Siyaset, medya, YÖK, belediye ve daha aklınıza ne gelirse hemen her konuda torpilli bir konumda bulunan Bilgi Üniversitesi'yle ilgili dün yazdıklarıma Mütevelli Heyeti Başkanı Oğuz Özerden'den bilgi notu geldi. Şişli Belediye Başkanı Mustafa Sarıgül'den de belediyenin haklarının nasıl gasp edildiğine ilişkin zehir zemberek açıklamalar.
Vakıf üniversitelerine karşı olmadığımı, hatta desteklenmeleri gerektiğini düşündüğümü bu köşenin sürekli okurları bilirler.
Eğitime gönül veren biri olarak özel, devlet fark etmeksizin herkese eşit mesafede yaklaşıp, objektif olmaya çalıştım. Eş dost ahbap ilişkilerinin, ideolojik ya da başka yakınlaşmaların çok uzağında oldum. İşin yasal boyutlarına ve hakkaniyet ölçülerine hep dikkat ettim. Birileri bu ölçülerin dışına çıktığında da hep eleştirdim. Her ne kadar birilerinin hoşuna gitmese de. Çünkü kamuoyunun bizden beklediği bu.
Dünkü yazıya ilişkin olarak önce Şişli Belediye Başkanı Sarıgül aradı. Kızgındı. Ah bu üniversiteden biz neler çektik diyordu. Çevresiyle birlikte 17 dönüme yaklaşan arazi Gülay Atığ döneminde üniversiteye adeta tepside sunulmuş. Mahkemenin belirlediği bilirkişi yıllığı bir milyon liraya kiralanan arazi için aylık 110 milyar lira değer biçmiş. Üniversite itiraz etmiş. Mahkeme devam ediyormuş...

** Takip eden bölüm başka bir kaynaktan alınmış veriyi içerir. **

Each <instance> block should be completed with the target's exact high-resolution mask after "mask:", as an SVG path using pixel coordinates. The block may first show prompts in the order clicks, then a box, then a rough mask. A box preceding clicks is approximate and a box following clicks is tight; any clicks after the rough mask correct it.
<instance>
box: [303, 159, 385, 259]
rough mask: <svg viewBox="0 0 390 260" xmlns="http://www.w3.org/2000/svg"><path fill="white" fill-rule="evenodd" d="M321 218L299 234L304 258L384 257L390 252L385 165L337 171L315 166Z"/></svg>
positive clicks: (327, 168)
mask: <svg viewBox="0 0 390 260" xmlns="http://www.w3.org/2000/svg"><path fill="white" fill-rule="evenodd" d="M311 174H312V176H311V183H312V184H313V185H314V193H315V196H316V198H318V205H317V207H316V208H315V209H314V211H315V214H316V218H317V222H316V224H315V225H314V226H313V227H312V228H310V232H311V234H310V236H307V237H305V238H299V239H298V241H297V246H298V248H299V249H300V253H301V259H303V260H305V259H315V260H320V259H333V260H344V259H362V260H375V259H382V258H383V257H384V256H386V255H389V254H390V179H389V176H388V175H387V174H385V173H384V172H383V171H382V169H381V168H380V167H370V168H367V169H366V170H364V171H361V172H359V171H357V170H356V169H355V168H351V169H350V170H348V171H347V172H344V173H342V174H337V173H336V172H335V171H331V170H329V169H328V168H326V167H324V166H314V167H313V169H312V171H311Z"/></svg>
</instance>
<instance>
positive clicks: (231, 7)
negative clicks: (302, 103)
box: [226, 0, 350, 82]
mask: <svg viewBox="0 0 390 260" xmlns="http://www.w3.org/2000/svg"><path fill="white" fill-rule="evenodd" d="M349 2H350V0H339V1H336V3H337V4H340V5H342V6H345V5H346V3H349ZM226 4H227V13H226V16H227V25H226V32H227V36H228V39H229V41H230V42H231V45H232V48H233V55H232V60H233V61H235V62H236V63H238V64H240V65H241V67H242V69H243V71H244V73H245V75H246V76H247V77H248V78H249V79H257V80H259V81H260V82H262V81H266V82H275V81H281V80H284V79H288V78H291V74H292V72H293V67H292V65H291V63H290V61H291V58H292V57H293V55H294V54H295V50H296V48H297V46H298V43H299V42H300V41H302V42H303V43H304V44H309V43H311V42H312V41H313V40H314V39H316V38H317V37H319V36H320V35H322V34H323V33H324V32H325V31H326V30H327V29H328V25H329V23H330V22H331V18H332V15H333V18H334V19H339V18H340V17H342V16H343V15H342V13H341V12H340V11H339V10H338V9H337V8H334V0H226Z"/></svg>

Özerden'den gelen açıklama ise özetle şöyle:
1. Devlet üniversitelerini eleştirmedim. Tam aksine "devlet üniversiteleri parasızlıktan kıvranırken, devlet yardımı bize yakışmaz" dedim.
(Oysa söyleşide aynen şunları söylüyor: Biz devlet yardımı almayı reddeden ilk ve şu anda tek vakıf üniversitesiyiz. Bu bir prensip meselesi. Mesela ODTÜ rektörü çıkıyor, okulun kaloriferlerini yakacak para bulamıyorum diyor. Biz niye üniversite kuralım kendimizi idare edemeyeceksek.)
2. Kuştepe kampüsümüzü inşa ettiğimiz alan Şişli Belediyesi'nin. Bu bir sır değil. Belediye bize Kuştepe'de 20 yıldır terk edilmiş duran alanın kullanım hakkını "üniversite kurmak şartıyla" 49 yıllığına bedelsiz verdi. Şu andaki yönetim de "haklı olarak" eski yönetim hakkında açılan soruşturmalar sonucu, kira almak için dava açtı. Bedel konusunda mahkemenin karar vermesi gerekiyor. Nakdi devlet yardımı ile ayni kamu desteği arasındaki farkı bildiğinizden eminim. Bizim politikamız "hakkımız olmadığına inandığımız" desteği kabul etmemek. Kimsenin kullanmadığı kamusal alanda eğitim tesisi yapma konusunda bir hakkaniyet veya istismar olduğunu düşünmüyoruz. Bu tür uygulamalarda Bilgi'nin "ayrıcalıklı" olmadığını biliyorsunuz.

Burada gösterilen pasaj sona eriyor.